Any conference on Bosnia has its permanent features of standard rhetoric. Today’s meeting in Geneva wasn’t any different in that respect.
However, it fell to the Foreign Minister of Switzerland to stand for most of it. That was interesting in that it deprived others of that particular burden as well as showing a Switzerland somewhat more engaged on the international stage than so far has been the case.
As usual, much of the attention was focused on whether what we achieved in Dayton a decade ago was good or not. Everyone agreed that it did end the war, but then there were the usual discussions on whether the constitutional framework as agreed then is the appropriate one for the future.
Indeed, it has emerged as conventional wisdom that the Dayton framework need to be changed in a number of respects.
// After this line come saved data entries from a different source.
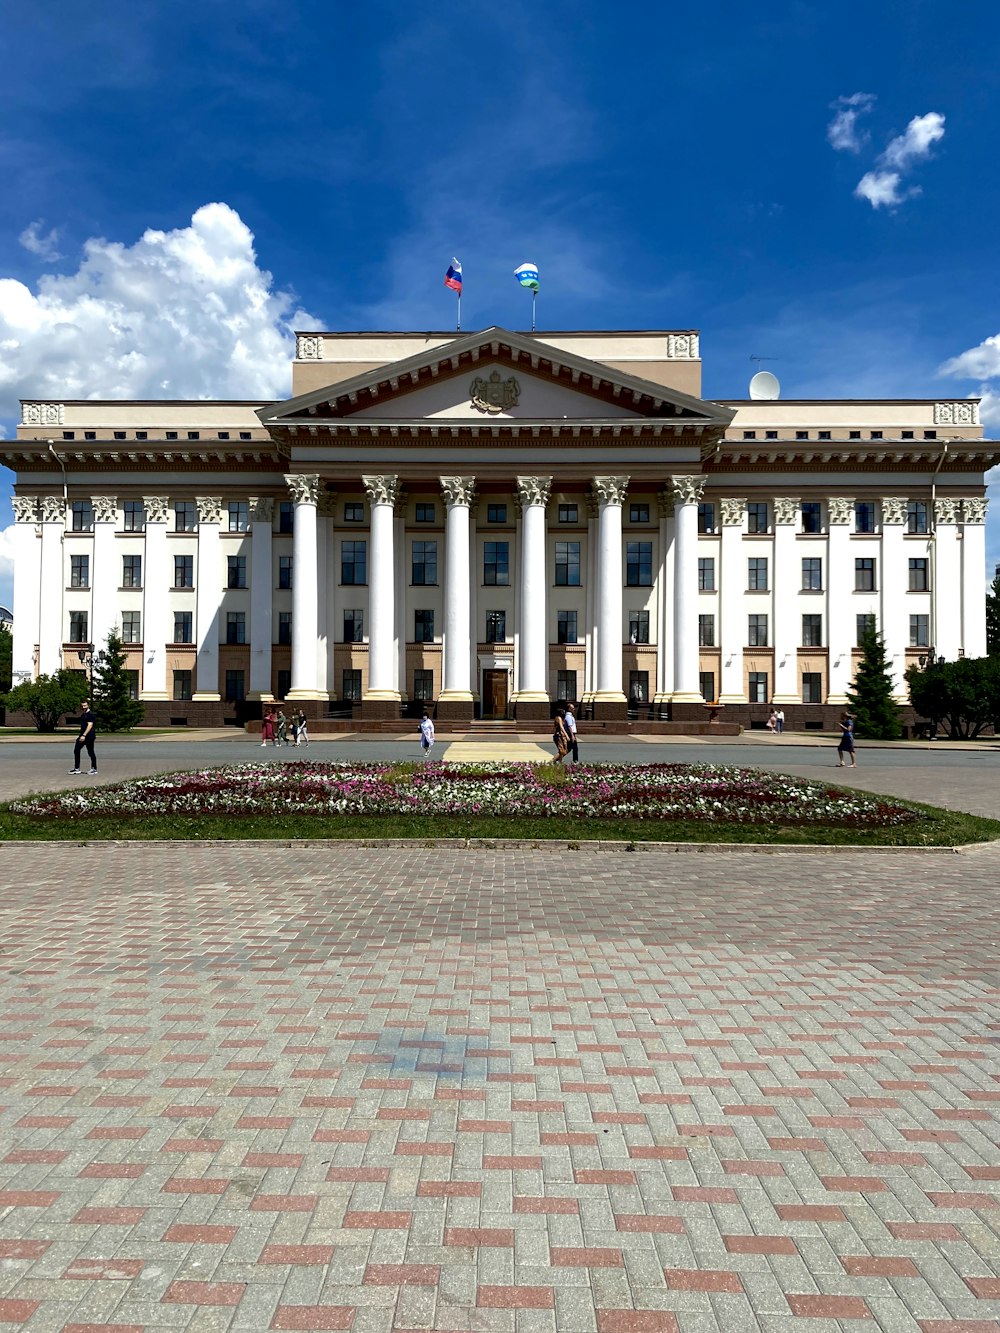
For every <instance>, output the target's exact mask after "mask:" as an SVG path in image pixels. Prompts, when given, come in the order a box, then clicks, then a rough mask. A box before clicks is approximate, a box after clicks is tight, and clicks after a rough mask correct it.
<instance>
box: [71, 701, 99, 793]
mask: <svg viewBox="0 0 1000 1333" xmlns="http://www.w3.org/2000/svg"><path fill="white" fill-rule="evenodd" d="M96 732H97V718H96V717H95V716H93V712H92V709H91V701H89V698H85V700H84V706H83V713H81V714H80V734H79V736H77V737H76V745H75V746H73V766H72V768H71V769H69V772H71V773H79V772H80V750H81V749H83V748H84V746H87V753H88V754H89V758H91V772H89V776H91V777H96V776H97V756H96V754H95V752H93V737H95V734H96Z"/></svg>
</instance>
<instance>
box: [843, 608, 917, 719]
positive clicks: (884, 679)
mask: <svg viewBox="0 0 1000 1333" xmlns="http://www.w3.org/2000/svg"><path fill="white" fill-rule="evenodd" d="M861 652H863V657H861V661H860V663H859V665H857V673H856V674H855V678H853V681H852V688H851V689H849V690H848V694H847V698H848V708H849V710H851V716H852V717H853V720H855V734H857V736H864V737H867V738H868V740H873V741H896V740H899V738H900V736H901V734H903V725H901V722H900V717H899V704H897V702H896V700H895V698H893V697H892V673H891V670H889V667H888V663H887V660H885V641H884V639H883V637H881V635H880V633H879V632H877V629H867V631H865V633H864V637H863V639H861Z"/></svg>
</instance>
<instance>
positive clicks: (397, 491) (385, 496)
mask: <svg viewBox="0 0 1000 1333" xmlns="http://www.w3.org/2000/svg"><path fill="white" fill-rule="evenodd" d="M361 485H363V487H364V493H365V495H367V496H368V503H369V504H388V505H392V507H393V508H395V505H396V501H397V500H399V491H400V487H399V477H397V476H391V475H385V473H379V475H375V476H365V477H361Z"/></svg>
But the problem is that opinion differs very widely on what needs to be done, and there is no truly serious dialogue on these subjects.
Making speeches is not the same thing as establishing a dialogue, and we see far too much of the former and far too little of the later.
In my speech I both went back to what the situation really was a decade ago and how peace was finally achieved in Bosnia. It’s a story somewhat different from the popular mythology on the subject, but that makes it even more important to tell it.
And then I wanted to say some thruths that are much too easily forgotten at more diplomatic gatherings like these, primarily on the failure of the politicians of Bosnia to concentrate on the economic reforms so urgently necessary. Indeed, if they are not pursued, there is a serious risk of an economic and social meltdown in the country some time in the future.
There is really nothing in the constitutional framework of today that prevents the responsible politicians in Bosnia from taking the decisions on economic reforms that are so urgently necessary.
Those interested can find my speech through the link to my webpage.
After the initial opening session, the conference broke up into different working sessions on different issues. As you could expect, the smallest number of people went to the session on economic issues, although that in reality should have been the most important one.
Bosnia is now on the verge of an important transition from the international protectorate established in 1997 – after I left – towards entering into a process of European integration. Commissioner Rehn announced that in all probability Bosnia will enter into negotiations on a Stabilisation and Association Agreement with the European Union towards the end of this year.
And very soon my old Office of the High Representative will have to diminish its powers and its role. A decade after Dayton it is high time to give Bosnia its sovereignity.
There is much to be worried about in Bosnia today – but also the possibility of opening up a new phase in its development towards a more normal European country.